A construção do conceito de movimento no primeiro capítulo dos princípios metafísicos da ciência da natureza de Kant
Orlando Bruno Linhares
Na construção das quatro determinações do conceito empírico de matéria, nos quatro capítulos dos Princípios metafísicos da ciência da natureza, Kant emprega os métodos de construção matemática e de construção metafísica, redigindo cada capítulo, a partir do segundo, conforme os argumentos e as provas dos anteriores: na dinâmica, a matéria definida como o móvel na medida em que preenche o espaço, pressupõe a definição da foronomia, segundo a qual a matéria é o que é móvel no espaço. O elemento móvel, que tem força motriz, é a definição mecânica da matéria e pressupõe as definições da foronomia e da dinâmica.

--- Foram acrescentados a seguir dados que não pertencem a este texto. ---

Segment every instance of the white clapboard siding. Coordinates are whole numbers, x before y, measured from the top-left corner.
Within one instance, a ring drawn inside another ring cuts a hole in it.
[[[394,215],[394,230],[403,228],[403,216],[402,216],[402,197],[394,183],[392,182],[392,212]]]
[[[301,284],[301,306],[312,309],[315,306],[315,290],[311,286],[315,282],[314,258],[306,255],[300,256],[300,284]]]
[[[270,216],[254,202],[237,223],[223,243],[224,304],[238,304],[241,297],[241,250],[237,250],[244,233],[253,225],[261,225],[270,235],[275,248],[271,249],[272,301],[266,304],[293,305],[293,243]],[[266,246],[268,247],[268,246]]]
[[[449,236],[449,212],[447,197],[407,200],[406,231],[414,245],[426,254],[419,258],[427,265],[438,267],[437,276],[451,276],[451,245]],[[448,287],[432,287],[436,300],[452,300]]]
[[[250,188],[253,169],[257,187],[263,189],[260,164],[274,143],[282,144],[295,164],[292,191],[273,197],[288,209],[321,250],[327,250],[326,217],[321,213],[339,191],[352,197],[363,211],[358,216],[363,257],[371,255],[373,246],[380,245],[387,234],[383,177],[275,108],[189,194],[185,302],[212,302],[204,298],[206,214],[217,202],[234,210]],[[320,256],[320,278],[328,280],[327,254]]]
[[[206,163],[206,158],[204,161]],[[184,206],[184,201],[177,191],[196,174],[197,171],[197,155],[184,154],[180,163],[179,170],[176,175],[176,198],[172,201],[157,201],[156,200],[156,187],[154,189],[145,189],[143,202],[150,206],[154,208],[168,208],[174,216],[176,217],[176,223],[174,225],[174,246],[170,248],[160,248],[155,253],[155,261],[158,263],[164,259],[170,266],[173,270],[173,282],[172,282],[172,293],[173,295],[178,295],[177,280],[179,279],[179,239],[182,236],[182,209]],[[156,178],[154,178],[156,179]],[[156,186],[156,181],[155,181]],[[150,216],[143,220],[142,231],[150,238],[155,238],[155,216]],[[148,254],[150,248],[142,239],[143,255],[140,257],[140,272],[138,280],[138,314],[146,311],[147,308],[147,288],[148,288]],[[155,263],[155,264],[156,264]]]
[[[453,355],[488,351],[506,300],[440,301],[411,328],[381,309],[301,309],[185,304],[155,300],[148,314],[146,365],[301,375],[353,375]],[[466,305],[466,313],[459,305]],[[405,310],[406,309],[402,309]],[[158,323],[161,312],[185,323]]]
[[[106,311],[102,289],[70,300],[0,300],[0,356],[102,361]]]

O elemento móvel, na medida em que pode ser objeto da experiência, é a definição da fenomenologia e pressupõe as definições anteriores.
No primeiro capítulo desta obra, denominado foronomia, Kant elabora uma cinemática pura e, com exceção do movimento, abstrai todas as determinações da matéria, compreendendo-a apenas como um ponto geométrico, que se move no espaço.
Ao tratar do problema da construção do movimento, no primeiro capítulo dos Princípios metafísicos da ciência da natureza, Kant se depara com uma dificuldade, que não encontrou na Crítica da razão pura, porque o movimento, que descreve um espaço, representado no traçado de uma linha, a partir da adição sucessiva de suas partes pela síntese da imaginação produtiva, constitui-se também como este mesmo espaço em uma grandeza extensiva. Na foronomia, a construção do movimento, compreendida como a composição de dois ou mais movimentos, não é, como a composição do espaço, uma magnitude extensiva composto de partes situadas fora umas das outras em um momento determinado, mas, a princípio, uma magnitude intensiva, ou seja, o grau de uma qualidade observável, que ocorre em um determinado tempo e lugar.
Para construir o movimento como uma grandeza extensiva, além de empregar os métodos de construção matemática e de construção metafísica e aplicar os axiomas da intuição, primeiro dos quatro princípios sintéticos do entendimento puro da Crítica da razão pura, Kant distingue o espaço em móvel (relativo e observável) e absoluto (uma ideia da razão). Nesta comunicação, eu discuto os problemas com os quais Kant se defronta para construir o conceito de movimento compreendido como grandeza extensiva.